How do you reason with a government determined to start a war it has no chance of winning? From Tarik Cyril Amar:
Berlin would do well to heed Moscow’s warnings not to supply long-range weapons to Kiev

German Chancellor Friedrich Merz during press conference on May 22, 2025 in Vilnius, Lithuania. © Paulius Peleckis/Getty Images
If in a dark hole, dig deeper, especially even deeper than feckless German ex-chancellor Olaf Scholz. That seems to be Berlin’s new motto. Under Friedrich Merz’s new mis-management, the German government is clearly setting out to worsen its current abysmal non-relationship with Russia. That is a sadly ambitious aim, because things are already more dire than they’ve been at any point since 1945.
But Merz and his team, it seems, are not satisfied with playing a key role in fighting a proxy war against Russia that has been a ruinous fiasco; not for the Russian economy, but for Germany’s. Even by February 2023, German mainstream media reported that the war had sliced 2.5 percent off GDP.
That, by the way, is a large figure in and of itself, but consider that between 2022 and 2024 Germany’s annual GDP growth (or, really, reduction) rate has varied between -0.3 percent (2023) and +1.4 percent, and it looks even worse.
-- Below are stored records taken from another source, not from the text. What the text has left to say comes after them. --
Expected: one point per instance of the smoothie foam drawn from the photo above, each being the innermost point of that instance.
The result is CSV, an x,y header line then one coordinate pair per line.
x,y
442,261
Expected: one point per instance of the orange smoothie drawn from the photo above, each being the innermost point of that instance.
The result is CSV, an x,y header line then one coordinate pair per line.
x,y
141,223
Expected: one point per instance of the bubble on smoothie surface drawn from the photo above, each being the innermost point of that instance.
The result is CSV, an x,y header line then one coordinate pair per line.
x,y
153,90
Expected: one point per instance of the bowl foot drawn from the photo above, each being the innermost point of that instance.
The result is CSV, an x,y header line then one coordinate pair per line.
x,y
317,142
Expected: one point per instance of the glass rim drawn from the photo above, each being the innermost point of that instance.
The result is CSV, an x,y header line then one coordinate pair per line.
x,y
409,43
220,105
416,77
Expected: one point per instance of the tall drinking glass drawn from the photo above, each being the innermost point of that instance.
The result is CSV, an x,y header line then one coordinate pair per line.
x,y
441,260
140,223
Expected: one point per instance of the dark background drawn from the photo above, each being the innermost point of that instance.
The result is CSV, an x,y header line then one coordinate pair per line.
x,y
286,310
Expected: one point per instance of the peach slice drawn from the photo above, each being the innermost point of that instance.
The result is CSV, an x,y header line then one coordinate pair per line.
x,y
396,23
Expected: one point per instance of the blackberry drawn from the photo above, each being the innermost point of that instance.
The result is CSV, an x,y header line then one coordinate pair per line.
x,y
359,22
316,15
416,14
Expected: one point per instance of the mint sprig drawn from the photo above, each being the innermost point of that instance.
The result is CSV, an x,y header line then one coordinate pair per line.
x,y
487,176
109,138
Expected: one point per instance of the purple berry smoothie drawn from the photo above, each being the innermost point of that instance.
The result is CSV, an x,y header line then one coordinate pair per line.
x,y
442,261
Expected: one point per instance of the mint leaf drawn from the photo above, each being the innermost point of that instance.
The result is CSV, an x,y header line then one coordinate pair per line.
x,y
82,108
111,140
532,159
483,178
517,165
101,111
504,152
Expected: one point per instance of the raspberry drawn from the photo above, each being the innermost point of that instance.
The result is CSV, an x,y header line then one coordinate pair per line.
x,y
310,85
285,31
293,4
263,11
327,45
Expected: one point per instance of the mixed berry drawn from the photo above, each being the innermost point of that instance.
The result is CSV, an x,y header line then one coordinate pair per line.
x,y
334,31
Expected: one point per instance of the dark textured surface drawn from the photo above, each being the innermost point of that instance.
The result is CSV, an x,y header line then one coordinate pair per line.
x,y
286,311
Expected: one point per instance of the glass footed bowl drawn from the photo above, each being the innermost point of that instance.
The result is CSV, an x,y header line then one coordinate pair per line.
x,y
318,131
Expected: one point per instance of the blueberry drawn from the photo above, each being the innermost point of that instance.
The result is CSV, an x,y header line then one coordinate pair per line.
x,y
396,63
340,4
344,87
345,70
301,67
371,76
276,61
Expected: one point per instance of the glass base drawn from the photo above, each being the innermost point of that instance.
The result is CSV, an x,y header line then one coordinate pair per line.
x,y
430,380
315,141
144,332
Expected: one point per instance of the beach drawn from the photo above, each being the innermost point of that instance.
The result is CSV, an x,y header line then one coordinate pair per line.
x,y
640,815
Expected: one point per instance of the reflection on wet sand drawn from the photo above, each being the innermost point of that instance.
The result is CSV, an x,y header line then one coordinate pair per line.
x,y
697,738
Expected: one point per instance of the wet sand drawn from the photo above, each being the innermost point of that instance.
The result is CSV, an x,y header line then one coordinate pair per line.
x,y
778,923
And yet, instead of sincerely – and finally – trying to use diplomacy to end this war against Russia via Ukraine, Merz’s Berlin is now taking the risk of escalating the current mess into the nightmare of a direct military clash between Russia and Germany (and, hence, presumably NATO – though not necessarily including the US any longer). Such a confrontation would be devastating in a manner that Germans have not experienced for a long time, as even a recent German TV documentary had to admit, despite its obvious purpose to boost the country’s current re-militarization-on-steroids.
The Oreshnik missile is known to travel at speeds exceeding Mach 10 (12,300 km/h; 7,610 mph; 3.40 km/s) according to Ukrainian military reports. Given this speed, it would take the Oreshnik approximately 10 minutes to reach Germany from Russia, assuming a direct trajectory and no atmospheric or other hindrances.